The Michigan State Board of Canvassers is set to meet Monday afternoon to vote on certifying the Nov. 3, 2020 General Election results.
With all 83 Michigan counties having already voted to certify their results, the Board of State Canvassers is scheduled to meet to canvass the November general election at 1 p.m. Monday. The board is expected to vote on certifying the results during this meeting.
However, according to a CNN report, the vote will not be unanimous as one of the Republican members of the board plans not to vote in favor of certifying the election.

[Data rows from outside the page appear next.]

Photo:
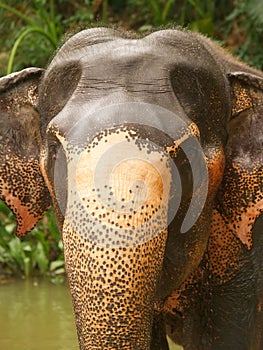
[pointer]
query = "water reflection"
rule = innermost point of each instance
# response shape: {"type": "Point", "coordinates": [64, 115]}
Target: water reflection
{"type": "Point", "coordinates": [36, 316]}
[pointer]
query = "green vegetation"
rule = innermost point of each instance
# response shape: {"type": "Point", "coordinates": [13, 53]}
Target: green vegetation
{"type": "Point", "coordinates": [31, 31]}
{"type": "Point", "coordinates": [38, 253]}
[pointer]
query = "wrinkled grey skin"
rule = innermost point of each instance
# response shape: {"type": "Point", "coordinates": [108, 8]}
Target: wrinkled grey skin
{"type": "Point", "coordinates": [132, 278]}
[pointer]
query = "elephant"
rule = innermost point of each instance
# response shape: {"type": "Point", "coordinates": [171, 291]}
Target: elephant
{"type": "Point", "coordinates": [150, 150]}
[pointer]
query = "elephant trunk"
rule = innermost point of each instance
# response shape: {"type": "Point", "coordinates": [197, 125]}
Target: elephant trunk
{"type": "Point", "coordinates": [114, 236]}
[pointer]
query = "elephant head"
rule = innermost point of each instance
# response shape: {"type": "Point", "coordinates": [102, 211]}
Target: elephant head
{"type": "Point", "coordinates": [131, 138]}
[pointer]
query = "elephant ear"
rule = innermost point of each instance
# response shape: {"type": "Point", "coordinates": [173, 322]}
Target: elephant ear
{"type": "Point", "coordinates": [22, 187]}
{"type": "Point", "coordinates": [241, 193]}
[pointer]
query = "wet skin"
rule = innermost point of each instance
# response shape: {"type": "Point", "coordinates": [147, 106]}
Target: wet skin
{"type": "Point", "coordinates": [136, 267]}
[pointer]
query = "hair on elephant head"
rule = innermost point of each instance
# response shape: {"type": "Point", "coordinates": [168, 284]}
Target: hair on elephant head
{"type": "Point", "coordinates": [151, 152]}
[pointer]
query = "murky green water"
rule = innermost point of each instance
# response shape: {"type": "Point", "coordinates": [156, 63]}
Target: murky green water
{"type": "Point", "coordinates": [36, 316]}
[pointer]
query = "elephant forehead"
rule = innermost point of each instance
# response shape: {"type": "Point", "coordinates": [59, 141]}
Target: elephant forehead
{"type": "Point", "coordinates": [118, 186]}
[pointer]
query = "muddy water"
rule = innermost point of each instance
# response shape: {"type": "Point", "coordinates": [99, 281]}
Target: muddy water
{"type": "Point", "coordinates": [36, 316]}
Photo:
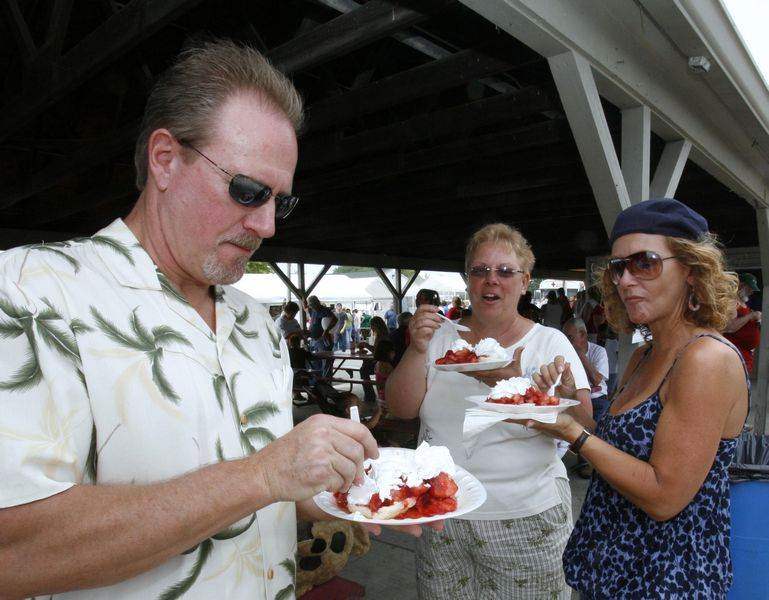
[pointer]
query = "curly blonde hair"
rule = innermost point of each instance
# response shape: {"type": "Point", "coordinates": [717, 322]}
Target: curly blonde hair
{"type": "Point", "coordinates": [714, 287]}
{"type": "Point", "coordinates": [501, 233]}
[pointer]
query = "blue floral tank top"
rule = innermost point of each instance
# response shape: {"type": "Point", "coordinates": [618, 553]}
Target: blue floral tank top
{"type": "Point", "coordinates": [617, 551]}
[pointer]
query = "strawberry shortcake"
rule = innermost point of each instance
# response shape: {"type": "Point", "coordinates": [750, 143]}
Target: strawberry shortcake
{"type": "Point", "coordinates": [520, 390]}
{"type": "Point", "coordinates": [404, 486]}
{"type": "Point", "coordinates": [462, 352]}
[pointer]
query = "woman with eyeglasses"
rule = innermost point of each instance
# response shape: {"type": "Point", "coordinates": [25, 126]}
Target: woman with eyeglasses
{"type": "Point", "coordinates": [511, 547]}
{"type": "Point", "coordinates": [655, 522]}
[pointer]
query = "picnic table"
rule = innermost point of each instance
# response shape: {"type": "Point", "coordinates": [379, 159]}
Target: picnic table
{"type": "Point", "coordinates": [340, 358]}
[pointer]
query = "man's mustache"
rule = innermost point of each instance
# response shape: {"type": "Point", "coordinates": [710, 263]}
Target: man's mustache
{"type": "Point", "coordinates": [244, 240]}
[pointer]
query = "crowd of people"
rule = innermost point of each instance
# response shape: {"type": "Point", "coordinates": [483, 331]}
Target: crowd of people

“Republican Michigan Rep. Paul Mitchell said that he spoke days ago with Norman Shinkle, one of two Republican members on the canvassing board, and Shinkle indicated he would vote against certifying the election results until an investigation is completed even though there is no evidence of fraud or malfeasance that would necessitate such a move.
It is unclear how Aaron Van Langevelde, the other Republican board member, will cast his vote. Two Michigan Republican sources seeking to calm the tense situation bubbling in the state ahead of the meeting indicated to CNN on Monday they believe certification will happen Monday.”
The vote to certify Michigan’s election results comes nearly three weeks since Election Day.
Despite Joe Biden’s lead over President Donald Trump by more than 150,000 votes, House Speaker Lee Chatfield spoke of the believed dangers that could follow a split decision on the Michigan Board of State Canvassers.
“If they didn’t have an order that it be certified, well now we have a constitutional crisis in the state of Michigan,” Chatfield said. “It’s never occurred before.”
This isn’t true. It has happened before and there are court documents to prove it.
“In 2005 the Board of Canvassers deadlocked on certifying a ballot proposal’s petitions. The Court affirmed that the Board’s duties are ministerial and it must certify. It did,” Michigan Sen. Jeremy Moss tweeted Sunday. “GOP leaders know this, instead choosing to sow doubt.”
Michigan Secretary of State Jocelyn Benson was on CNN Sunday, where she insisted the certification will happen because of the law.
“I think it’s ill-advised to use words like constitutional crisis,” Benson said. “There’s a court in place that can then enforce the law and there’s again lots of other protocols in place in multiple ways to continue to ensure that the very clear will of the voters -- not just in the presidential race but several other races -- is affirmed in the certification process.”
“There’s no legal path to stop certification. If Board members refuse, it goes straight to the court and they will be ordered to certify,” Michigan Sen. Rosemary Bayer tweeted Sunday. “The only way Republicans could accomplish their goal is if there is a new law passed giving the MI Legislature the power to choose electors.”
Bayer called the tactic a “Desperate stall.”
President-elect Joe Biden is set to be sworn-in in less than 60 days.
The United States Presidential Inauguration takes place Jan. 20.